Es notable cómo aumenta la enfermedad y la morta­lidad en los períodos de crisis, sean estos por catás­trofes naturales (terremotos, incendios, tsunamis), hechos de violencia (guerras, terrorismo, inseguri­dad) o político/económicos (debacles bancarias y financieras, inflación, monto de salarios y pensio­nes). O sea, cuando de manera abrupta se afectan los componentes que constituyen el capital social: las relaciones de con­fianza y cooperación (familia, vecinos, ciudada­nos), la capacidad de asociación en organizaciones, el marco de normas institucionales, las conductas colectivas, la cantidad de instituciones sin fines de lucro, el nivel cultural general, las tradiciones, el folclore y los valores éticos que fomenta una so­ciedad como parte de su conciencia cívica. Como vemos, todos son elementos intangibles pero de enorme trascendencia en la cantidad y calidad de años vi­vidos. La relación entre capital social y esperanza de buena vida se observa de manera concreta en los comportamientos saludables (no fumar, ali­mentación equilibrada, actividad física), el acceso a los servicios básicos (agua potable, vivienda, transporte, seguridad) y los procesos psicosociales (autoestima, respeto, proyectos comunes, cuidado del ambiente). Podríamos decir que convivir en un entorno de equilibrio sustentable con la naturaleza y en sociedad con personas de hábitos saludables contagia larga vida para todos.

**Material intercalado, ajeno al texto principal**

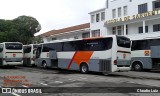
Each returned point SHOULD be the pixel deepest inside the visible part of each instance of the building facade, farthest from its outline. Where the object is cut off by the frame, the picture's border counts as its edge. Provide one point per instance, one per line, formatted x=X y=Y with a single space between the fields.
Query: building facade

La transición demográfica a la longevidad es la resultante de la historia personal, familiar y sobre todo comunitaria-social. Por eso, la política económica como instrumento del bien común, debería tener como imperativo ético y primordial disminuir la pobreza y la desigual­dad. Esta es la mejor estrategia de promoción de la salud para vivir 100 años.